I couldn’t go back to sleep and I laid there with goose bumps all over and my heart pounding. I asked the Holy Spirit what the meaning of this dream was. In my mind He took me back into the dream and I am standing in between these two women, who look-alike, and I heard the word, “Justice.” Then the Holy Spirit told me, “I want you to be a voice for those who don’t have one.” After that, I fell back to sleep.
This morning as I was reading my Bible I came across these three verses:
The LORD destroys the house of the proud, but he protects the property of widows. Proverbs 15:25.
O LORD, hear my pleas for justice. Listen to my cry for help. Psalm 17:1.

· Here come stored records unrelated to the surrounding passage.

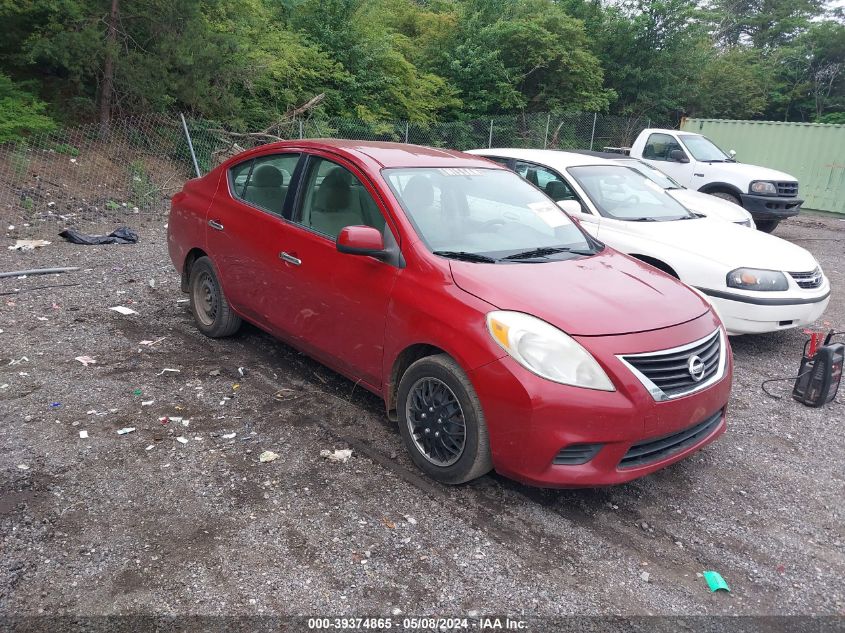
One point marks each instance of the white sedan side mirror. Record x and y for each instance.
(570, 206)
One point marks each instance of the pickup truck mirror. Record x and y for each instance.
(678, 156)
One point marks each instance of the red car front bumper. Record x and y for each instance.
(531, 419)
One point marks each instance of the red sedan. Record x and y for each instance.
(499, 334)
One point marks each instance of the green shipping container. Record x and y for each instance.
(812, 152)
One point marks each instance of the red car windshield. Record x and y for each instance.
(490, 213)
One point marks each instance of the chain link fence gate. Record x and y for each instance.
(73, 178)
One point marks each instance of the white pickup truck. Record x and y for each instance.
(697, 163)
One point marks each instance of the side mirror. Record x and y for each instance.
(570, 206)
(361, 240)
(678, 156)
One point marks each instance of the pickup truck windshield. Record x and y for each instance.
(483, 215)
(623, 193)
(703, 149)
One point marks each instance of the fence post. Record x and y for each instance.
(546, 136)
(190, 144)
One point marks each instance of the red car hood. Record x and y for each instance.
(608, 293)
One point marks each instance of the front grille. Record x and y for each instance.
(812, 279)
(670, 373)
(576, 454)
(789, 189)
(659, 448)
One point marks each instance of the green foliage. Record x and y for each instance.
(21, 112)
(245, 64)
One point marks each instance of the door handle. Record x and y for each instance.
(290, 259)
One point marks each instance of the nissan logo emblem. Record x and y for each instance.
(696, 368)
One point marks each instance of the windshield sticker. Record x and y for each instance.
(549, 213)
(653, 185)
(460, 171)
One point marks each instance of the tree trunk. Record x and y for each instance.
(108, 73)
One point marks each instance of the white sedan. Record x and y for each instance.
(756, 282)
(695, 201)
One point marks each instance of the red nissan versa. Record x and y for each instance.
(499, 334)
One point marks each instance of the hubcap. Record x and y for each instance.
(205, 299)
(436, 421)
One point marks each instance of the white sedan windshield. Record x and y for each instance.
(485, 212)
(625, 194)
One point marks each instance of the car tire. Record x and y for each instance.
(456, 449)
(213, 314)
(767, 226)
(724, 195)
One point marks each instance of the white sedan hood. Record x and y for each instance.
(727, 244)
(709, 205)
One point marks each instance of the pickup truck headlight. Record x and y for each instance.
(763, 187)
(546, 351)
(754, 279)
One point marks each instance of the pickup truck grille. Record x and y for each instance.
(788, 189)
(812, 279)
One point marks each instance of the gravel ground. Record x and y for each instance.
(143, 524)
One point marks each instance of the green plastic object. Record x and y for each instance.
(715, 581)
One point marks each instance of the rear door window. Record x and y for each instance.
(546, 179)
(333, 198)
(263, 182)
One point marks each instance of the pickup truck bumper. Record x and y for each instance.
(770, 207)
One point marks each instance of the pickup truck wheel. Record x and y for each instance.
(441, 421)
(767, 226)
(213, 314)
(724, 195)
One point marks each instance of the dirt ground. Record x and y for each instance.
(141, 523)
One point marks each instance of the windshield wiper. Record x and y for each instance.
(467, 256)
(547, 250)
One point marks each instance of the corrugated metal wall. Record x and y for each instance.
(812, 152)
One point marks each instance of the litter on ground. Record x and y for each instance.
(341, 455)
(715, 581)
(28, 245)
(123, 310)
(268, 456)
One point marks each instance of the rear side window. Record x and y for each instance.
(264, 181)
(658, 147)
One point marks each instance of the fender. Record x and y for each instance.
(710, 187)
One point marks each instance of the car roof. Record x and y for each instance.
(607, 155)
(386, 154)
(556, 158)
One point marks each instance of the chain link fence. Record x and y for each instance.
(75, 178)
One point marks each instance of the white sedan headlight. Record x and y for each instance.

A coincidence? Perhaps, however, over the past several months the Holy Spirit has been talking to me about fasting and human trafficking. Not long ago, I came across true fasting in Isaiah 58. Part of a true fast is to loose the chains of injustice and untie the cords of the yoke, to set the oppressed free and break every yoke. To share our food with the hungry and to provide the poor wanderer with shelter and when we see the naked to clothe them. And, not to forget our own flesh and blood. (Isaiah 58:6-7).
I am excited to see where this leads as the Holy Spirit continues to unravel his plan in my life with regards to being his voice piece, along with others, for those who have none.